Centre for Cardiovascular Telemedicine and Department of Cardiology and Angiology, Charité Universitätsmedizin Berlin, Campus Mitte, Berlin, Germany.
Int J Cardiol. 2012 Nov 29;161(3):143-50. doi: 10.1016/j.ijcard.2011.09.007. Epub 2011 Oct 8.
Meta-analyses have suggested that remote telemedical management (RTM) positively affects clinical outcomes in chronic HF patients. The results of two recent randomised RTM trials do not corroborate these results. We aim to report prospectively defined and exploratory subgroup analyses for the TIM-HF trial and to identify a patient profile that could potentially benefit from RTM for further investigation in randomised clinical trials.
In TIM-HF, 710 stable chronic HF patients, in NYHA class II or III with a history of HF decompensation within 2 years previously or a LVEF ≤ 25% were randomly assigned (1:1) to RTM or usual care. The primary outcome was total death and secondary outcomes included days lost due to death or HF hospitalisation and a composite of cardiovascular death and HF hospitalisation. Twelve subgroups were prospectively defined and patient profiling was investigated for the subgroup with a prior history of HF decompensation, an LVEF ≥ 25% and a PHQ-9 score<10.
The subgroup treatment effects were significant for total mortality for the PHQ-9 subgroup only (p for interaction<0.027). For the outcome 'number of days lost due to hospitalisation for HF or death', the subgroup treatment effects were significant (p for interaction<0.05) for patients with a prior HF decompensation or an ICD implant or a PHQ score of <10 and for the patient-profiling subgroup.
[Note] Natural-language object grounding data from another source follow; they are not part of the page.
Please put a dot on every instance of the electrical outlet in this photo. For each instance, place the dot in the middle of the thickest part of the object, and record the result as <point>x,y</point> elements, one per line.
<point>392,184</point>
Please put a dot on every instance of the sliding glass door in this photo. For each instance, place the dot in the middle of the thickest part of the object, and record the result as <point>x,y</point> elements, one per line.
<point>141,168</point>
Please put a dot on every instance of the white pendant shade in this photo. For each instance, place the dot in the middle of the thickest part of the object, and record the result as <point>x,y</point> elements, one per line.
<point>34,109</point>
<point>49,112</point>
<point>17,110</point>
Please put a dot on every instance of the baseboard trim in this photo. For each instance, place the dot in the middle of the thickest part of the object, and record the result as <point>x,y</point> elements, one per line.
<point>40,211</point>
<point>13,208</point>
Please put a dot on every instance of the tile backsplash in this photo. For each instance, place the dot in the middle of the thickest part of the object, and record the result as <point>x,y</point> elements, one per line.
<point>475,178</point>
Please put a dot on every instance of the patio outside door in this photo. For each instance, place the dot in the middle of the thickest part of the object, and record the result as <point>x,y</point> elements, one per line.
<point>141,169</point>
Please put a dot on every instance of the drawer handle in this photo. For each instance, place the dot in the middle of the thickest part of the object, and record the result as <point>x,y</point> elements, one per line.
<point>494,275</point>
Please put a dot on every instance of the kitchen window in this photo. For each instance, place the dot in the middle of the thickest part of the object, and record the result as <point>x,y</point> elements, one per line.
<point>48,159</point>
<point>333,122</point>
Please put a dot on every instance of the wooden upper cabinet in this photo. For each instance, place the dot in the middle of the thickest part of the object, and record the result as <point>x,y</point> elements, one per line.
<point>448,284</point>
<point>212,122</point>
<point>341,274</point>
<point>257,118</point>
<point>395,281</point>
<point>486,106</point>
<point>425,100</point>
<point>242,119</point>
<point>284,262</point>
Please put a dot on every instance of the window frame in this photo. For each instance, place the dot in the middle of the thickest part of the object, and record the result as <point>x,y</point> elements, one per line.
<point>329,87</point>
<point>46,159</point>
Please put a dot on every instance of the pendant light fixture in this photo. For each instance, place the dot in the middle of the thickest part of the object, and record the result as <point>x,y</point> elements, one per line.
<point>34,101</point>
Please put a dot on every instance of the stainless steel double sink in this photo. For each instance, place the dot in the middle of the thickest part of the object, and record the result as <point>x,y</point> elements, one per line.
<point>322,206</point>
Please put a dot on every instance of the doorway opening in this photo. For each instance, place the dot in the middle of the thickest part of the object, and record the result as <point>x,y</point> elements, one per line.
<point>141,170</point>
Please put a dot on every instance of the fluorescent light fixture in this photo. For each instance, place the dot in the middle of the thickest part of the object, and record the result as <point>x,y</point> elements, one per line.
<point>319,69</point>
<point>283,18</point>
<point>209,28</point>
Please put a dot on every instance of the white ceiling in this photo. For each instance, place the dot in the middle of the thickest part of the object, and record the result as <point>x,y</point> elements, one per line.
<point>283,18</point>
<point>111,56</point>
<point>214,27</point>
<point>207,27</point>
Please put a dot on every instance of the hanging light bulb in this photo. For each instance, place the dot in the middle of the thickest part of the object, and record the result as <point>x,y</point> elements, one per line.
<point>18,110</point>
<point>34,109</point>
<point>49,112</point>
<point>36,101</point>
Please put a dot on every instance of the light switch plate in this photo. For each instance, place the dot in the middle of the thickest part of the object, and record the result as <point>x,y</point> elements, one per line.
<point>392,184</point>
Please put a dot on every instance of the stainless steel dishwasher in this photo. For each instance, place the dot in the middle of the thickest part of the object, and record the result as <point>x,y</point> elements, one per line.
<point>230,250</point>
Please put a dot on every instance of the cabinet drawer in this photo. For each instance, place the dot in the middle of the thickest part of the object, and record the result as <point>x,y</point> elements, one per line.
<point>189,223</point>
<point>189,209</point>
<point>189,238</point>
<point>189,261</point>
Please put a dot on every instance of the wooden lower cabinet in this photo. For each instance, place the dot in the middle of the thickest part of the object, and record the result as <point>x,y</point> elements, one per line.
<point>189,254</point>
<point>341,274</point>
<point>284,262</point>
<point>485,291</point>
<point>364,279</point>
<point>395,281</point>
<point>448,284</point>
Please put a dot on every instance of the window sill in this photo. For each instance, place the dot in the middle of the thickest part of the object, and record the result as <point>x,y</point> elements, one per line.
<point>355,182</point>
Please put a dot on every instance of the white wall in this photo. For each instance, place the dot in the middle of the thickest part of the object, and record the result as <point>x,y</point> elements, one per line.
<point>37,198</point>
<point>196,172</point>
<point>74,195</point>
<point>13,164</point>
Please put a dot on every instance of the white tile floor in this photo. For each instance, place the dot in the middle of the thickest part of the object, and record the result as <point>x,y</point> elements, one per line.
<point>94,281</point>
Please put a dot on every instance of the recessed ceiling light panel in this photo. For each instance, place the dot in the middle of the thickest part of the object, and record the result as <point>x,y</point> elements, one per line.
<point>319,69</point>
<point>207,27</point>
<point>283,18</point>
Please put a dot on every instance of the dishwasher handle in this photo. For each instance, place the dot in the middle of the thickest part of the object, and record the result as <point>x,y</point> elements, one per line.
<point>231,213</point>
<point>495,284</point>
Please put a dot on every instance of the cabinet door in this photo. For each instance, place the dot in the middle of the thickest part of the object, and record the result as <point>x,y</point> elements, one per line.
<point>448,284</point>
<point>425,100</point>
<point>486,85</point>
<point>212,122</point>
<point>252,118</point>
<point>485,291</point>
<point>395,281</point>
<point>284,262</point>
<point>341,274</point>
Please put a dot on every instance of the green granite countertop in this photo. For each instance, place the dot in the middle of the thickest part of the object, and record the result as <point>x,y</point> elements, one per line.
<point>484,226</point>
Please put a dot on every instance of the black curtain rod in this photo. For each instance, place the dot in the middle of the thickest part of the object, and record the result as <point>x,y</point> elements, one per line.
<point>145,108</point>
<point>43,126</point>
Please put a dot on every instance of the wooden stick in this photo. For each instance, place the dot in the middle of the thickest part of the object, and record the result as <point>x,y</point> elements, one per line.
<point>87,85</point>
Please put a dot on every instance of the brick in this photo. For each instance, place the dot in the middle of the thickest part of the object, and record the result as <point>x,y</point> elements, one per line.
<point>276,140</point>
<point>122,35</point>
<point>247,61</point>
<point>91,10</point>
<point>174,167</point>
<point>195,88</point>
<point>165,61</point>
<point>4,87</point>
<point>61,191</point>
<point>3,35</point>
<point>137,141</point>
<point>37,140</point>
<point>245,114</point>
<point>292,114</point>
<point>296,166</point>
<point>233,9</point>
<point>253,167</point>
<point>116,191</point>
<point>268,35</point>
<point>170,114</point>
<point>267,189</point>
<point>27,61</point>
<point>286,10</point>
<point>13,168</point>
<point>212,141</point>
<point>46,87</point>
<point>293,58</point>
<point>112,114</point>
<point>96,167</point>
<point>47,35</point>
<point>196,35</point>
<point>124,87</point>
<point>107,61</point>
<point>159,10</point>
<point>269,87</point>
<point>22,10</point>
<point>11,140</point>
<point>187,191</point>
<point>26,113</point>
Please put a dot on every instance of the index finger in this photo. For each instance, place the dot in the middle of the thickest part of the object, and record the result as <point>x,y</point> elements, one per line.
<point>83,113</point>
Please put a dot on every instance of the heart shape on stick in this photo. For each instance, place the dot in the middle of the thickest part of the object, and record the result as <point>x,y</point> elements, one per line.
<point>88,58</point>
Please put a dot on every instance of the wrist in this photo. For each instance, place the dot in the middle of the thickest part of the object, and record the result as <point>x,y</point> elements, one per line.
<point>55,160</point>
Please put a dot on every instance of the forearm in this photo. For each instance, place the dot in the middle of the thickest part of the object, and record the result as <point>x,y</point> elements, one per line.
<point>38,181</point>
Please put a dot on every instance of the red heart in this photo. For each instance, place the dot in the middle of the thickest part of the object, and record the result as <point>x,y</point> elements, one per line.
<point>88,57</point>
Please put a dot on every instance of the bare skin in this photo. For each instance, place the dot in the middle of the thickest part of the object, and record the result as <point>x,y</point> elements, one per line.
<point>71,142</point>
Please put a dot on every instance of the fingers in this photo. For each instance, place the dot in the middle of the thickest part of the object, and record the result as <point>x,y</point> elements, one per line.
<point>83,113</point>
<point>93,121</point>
Telemedicine management may not be appropriate for all HF patients. Future research needs to investigate which HF population may benefit from this intervention.
荟萃分析表明,远程远程医疗管理(RTM)对慢性 HF 患者的临床结局有积极影响。最近两项随机 RTM 试验的结果并不支持这些结果。我们旨在报告 TIM-HF 试验的前瞻性定义和探索性亚组分析,并确定可能从 RTM 中受益的患者特征,以便在随机临床试验中进一步研究。
在 TIM-HF 中,710 名稳定的慢性 HF 患者,NYHA 分级 II 或 III 级,在 2 年内有 HF 失代偿史或 LVEF≤25%,随机分为 RTM 组或常规护理组(1:1)。主要结局是总死亡率,次要结局包括因死亡或 HF 住院而失去的天数以及心血管死亡和 HF 住院的复合结局。定义了 12 个亚组,并对有 HF 失代偿史、LVEF≥25%和 PHQ-9 评分<10 的亚组进行了患者分析。
仅 PHQ-9 亚组的总死亡率亚组治疗效果显著(交互作用 p 值<0.027)。对于因 HF 住院或死亡而失去的天数这一结局,对于有 HF 失代偿史、ICD 植入或 PHQ 评分<10 的患者以及患者特征亚组,亚组治疗效果显著(交互作用 p 值<0.05)。
远程医疗管理可能并不适合所有 HF 患者。未来的研究需要调查哪些 HF 人群可能受益于这种干预。